Bei Xavier Naidoos Konzertprojekt “Wir beaten mehr“ hatten sich alle lieb. Für aggressiven Hardcore-Rap war kein Platz.

Hamburg. Wer ist der härteste Rapper? Wer skandiert die schnellsten Reime? Welche Stadt hat die coolste Szene? Fragen, die zu manchem verbalen Scharmützel in der deutschen Hip-Hop-Szene führten. Moses Pelham, Boss des Frankfurter 3p-Labels, feuerte Breitseiten auf Hamburger Hip-Hop-Künstler ab; mit den Rappern von Aggro Berlin um Bushido und Sido wollte niemand etwas zu tun haben.

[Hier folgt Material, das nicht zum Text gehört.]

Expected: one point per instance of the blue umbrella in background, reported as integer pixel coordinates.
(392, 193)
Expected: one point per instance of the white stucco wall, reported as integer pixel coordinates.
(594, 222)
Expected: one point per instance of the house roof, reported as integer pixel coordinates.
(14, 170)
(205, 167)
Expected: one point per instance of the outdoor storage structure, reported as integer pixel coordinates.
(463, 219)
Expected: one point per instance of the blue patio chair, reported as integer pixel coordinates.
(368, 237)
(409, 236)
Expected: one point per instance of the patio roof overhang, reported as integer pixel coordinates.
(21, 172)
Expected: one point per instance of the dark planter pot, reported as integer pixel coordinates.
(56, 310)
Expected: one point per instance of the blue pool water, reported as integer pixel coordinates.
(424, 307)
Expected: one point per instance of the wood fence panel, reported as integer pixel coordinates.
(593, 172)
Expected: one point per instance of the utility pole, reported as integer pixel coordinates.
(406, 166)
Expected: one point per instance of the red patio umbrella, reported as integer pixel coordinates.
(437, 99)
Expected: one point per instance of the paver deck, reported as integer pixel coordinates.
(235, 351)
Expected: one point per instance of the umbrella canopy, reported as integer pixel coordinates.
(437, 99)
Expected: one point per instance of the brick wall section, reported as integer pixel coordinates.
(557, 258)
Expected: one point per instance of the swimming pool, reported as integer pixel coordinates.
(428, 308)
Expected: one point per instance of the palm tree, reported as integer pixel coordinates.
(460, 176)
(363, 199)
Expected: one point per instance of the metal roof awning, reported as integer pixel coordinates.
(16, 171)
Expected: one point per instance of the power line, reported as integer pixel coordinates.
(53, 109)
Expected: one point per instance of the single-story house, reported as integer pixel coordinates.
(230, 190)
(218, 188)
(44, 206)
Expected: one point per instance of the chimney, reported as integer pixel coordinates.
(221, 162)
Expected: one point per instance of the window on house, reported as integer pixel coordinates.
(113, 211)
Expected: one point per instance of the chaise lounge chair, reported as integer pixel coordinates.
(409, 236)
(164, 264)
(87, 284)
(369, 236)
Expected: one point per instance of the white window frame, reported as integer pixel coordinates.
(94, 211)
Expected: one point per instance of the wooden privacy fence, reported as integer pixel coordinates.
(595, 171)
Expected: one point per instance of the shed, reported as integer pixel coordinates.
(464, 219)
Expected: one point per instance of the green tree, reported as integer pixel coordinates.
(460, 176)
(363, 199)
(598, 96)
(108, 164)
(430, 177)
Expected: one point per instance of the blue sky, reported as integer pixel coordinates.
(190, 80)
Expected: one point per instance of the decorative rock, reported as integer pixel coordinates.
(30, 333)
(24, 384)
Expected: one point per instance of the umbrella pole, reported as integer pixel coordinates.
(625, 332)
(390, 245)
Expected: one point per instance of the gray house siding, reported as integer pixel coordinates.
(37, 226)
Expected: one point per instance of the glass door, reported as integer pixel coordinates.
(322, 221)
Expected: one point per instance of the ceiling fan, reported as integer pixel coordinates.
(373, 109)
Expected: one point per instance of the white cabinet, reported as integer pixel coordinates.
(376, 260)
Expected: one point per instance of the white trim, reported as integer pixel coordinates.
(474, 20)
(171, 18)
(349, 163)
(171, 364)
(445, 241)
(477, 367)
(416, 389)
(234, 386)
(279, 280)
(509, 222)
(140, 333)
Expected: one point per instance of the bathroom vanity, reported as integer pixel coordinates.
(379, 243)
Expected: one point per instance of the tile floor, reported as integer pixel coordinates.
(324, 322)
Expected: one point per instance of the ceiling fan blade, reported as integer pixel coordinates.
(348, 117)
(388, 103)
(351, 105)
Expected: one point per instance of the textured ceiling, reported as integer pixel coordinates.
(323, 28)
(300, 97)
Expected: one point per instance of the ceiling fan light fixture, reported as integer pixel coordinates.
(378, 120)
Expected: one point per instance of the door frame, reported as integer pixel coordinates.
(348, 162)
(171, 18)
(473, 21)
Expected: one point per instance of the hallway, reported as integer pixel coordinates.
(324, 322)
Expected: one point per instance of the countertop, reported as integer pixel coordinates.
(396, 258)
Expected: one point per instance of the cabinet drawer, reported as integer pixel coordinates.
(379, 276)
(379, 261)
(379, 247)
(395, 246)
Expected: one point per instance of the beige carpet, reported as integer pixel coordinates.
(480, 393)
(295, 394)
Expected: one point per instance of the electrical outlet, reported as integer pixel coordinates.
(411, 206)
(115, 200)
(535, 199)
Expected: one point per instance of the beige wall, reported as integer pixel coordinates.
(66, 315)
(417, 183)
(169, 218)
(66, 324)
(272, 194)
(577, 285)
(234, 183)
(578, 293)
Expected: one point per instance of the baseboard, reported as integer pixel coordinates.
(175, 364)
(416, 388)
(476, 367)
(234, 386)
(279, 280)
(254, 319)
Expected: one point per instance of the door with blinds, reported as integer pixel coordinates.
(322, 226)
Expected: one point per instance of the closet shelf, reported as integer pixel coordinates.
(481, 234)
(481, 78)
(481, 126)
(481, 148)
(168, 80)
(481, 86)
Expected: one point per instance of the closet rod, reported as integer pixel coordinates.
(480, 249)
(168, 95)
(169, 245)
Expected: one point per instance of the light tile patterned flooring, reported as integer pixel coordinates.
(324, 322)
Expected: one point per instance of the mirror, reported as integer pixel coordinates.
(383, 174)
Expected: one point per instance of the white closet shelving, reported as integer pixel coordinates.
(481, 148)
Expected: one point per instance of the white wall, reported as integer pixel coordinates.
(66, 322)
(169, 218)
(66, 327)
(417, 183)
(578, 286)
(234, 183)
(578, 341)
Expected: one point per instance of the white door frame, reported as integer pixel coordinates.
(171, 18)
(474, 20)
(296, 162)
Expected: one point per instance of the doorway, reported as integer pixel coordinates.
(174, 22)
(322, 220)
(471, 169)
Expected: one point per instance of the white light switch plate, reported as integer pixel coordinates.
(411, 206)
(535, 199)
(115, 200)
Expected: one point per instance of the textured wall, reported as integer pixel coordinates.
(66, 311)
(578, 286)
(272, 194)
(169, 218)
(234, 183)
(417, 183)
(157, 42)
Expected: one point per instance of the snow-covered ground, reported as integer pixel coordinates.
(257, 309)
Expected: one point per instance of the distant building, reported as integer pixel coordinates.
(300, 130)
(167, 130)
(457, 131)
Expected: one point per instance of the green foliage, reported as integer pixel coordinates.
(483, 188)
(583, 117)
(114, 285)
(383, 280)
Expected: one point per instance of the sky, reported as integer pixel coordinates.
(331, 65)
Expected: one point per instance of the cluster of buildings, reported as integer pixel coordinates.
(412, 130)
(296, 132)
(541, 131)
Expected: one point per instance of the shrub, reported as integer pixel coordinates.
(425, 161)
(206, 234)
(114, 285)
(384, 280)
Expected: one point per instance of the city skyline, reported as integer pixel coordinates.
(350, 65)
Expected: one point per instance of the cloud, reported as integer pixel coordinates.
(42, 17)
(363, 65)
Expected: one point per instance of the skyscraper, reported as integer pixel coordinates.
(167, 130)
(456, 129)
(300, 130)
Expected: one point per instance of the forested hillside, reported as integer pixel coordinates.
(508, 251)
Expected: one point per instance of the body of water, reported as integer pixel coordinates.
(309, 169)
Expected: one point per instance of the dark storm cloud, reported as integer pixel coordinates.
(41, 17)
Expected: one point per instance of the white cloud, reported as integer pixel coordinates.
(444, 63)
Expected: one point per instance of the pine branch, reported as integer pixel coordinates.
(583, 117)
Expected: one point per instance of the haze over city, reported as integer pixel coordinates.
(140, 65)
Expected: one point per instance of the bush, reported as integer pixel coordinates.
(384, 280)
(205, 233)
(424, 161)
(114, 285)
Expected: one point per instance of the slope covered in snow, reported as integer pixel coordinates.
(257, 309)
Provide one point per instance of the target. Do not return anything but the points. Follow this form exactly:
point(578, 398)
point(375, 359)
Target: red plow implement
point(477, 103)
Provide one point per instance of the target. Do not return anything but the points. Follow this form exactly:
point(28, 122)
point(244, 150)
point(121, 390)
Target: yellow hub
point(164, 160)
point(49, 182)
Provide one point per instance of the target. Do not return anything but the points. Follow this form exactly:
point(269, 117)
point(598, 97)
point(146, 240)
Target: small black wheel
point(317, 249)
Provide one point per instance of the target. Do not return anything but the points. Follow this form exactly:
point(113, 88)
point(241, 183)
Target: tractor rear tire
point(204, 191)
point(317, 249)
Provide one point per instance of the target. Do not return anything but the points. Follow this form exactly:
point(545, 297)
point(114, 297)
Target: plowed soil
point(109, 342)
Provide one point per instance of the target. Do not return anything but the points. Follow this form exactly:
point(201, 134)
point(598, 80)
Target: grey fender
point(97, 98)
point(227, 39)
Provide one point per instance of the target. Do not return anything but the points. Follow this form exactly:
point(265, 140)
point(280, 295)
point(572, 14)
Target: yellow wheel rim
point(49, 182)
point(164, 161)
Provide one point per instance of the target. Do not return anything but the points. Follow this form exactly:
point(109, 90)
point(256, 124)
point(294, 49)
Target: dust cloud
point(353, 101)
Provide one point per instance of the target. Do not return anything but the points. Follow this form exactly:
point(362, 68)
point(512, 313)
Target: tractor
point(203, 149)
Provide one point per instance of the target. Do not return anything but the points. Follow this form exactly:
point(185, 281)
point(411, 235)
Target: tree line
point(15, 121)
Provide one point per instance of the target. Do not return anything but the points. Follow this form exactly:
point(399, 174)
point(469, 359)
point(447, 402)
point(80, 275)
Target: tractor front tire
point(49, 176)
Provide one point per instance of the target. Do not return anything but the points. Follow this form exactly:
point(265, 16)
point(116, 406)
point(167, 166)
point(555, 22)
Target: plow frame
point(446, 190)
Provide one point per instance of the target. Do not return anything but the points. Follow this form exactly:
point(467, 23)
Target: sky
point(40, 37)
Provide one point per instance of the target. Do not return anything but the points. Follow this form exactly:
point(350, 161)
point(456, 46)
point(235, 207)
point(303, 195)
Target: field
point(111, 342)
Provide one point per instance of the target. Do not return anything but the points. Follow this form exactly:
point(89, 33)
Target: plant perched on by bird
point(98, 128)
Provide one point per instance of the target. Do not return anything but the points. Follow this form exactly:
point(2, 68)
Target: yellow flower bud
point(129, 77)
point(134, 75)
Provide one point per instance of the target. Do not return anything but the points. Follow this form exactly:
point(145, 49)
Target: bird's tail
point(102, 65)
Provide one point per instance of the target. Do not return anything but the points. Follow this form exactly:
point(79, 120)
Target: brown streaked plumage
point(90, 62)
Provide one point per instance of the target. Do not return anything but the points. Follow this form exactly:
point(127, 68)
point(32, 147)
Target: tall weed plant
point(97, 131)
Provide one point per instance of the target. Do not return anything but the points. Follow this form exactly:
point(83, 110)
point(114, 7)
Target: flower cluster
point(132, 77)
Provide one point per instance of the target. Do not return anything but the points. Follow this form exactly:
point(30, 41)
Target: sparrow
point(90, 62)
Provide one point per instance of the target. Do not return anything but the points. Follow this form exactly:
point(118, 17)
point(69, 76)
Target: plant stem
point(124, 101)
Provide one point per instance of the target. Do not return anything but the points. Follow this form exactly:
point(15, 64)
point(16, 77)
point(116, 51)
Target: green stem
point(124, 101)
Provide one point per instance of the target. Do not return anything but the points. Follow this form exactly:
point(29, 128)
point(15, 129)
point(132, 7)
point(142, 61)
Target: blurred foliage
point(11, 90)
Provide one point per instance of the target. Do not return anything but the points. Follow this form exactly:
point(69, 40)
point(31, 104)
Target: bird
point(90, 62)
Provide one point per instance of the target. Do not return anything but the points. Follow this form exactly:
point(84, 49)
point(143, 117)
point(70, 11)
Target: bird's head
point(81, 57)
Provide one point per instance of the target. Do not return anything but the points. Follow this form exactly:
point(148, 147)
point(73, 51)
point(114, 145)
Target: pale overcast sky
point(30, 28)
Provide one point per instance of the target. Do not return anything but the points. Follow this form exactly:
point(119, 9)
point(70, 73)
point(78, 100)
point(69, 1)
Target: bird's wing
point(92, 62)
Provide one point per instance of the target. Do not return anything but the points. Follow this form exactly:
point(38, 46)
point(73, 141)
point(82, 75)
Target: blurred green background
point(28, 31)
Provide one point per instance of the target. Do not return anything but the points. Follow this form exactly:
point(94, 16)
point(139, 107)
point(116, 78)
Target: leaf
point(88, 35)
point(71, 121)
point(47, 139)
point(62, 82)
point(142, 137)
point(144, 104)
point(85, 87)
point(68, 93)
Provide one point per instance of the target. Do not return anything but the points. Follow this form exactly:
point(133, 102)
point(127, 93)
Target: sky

Und in Fan-Foren wurde heftig darüber gestritten, ob nun Hamburg, Stuttgart oder Berlin die Hauptstadt des deutschen Hip-Hops sei. Doch diesen Dissens soll es nicht mehr geben, findet Xavier Naidoo, gottesfürchtiger Soulsänger aus Mannheim mit Frankfurter 3p-Vergangenheit.

Deshalb hat er Rapper und Soulsänger aus verschiedenen Städten und Szenen für zwei Shows in Hamburg und Berlin zusammengetrommelt. "Wir beaten mehr" ist das Motto, gemeint ist "Wir sitzen alle in einem Boot und vertragen uns".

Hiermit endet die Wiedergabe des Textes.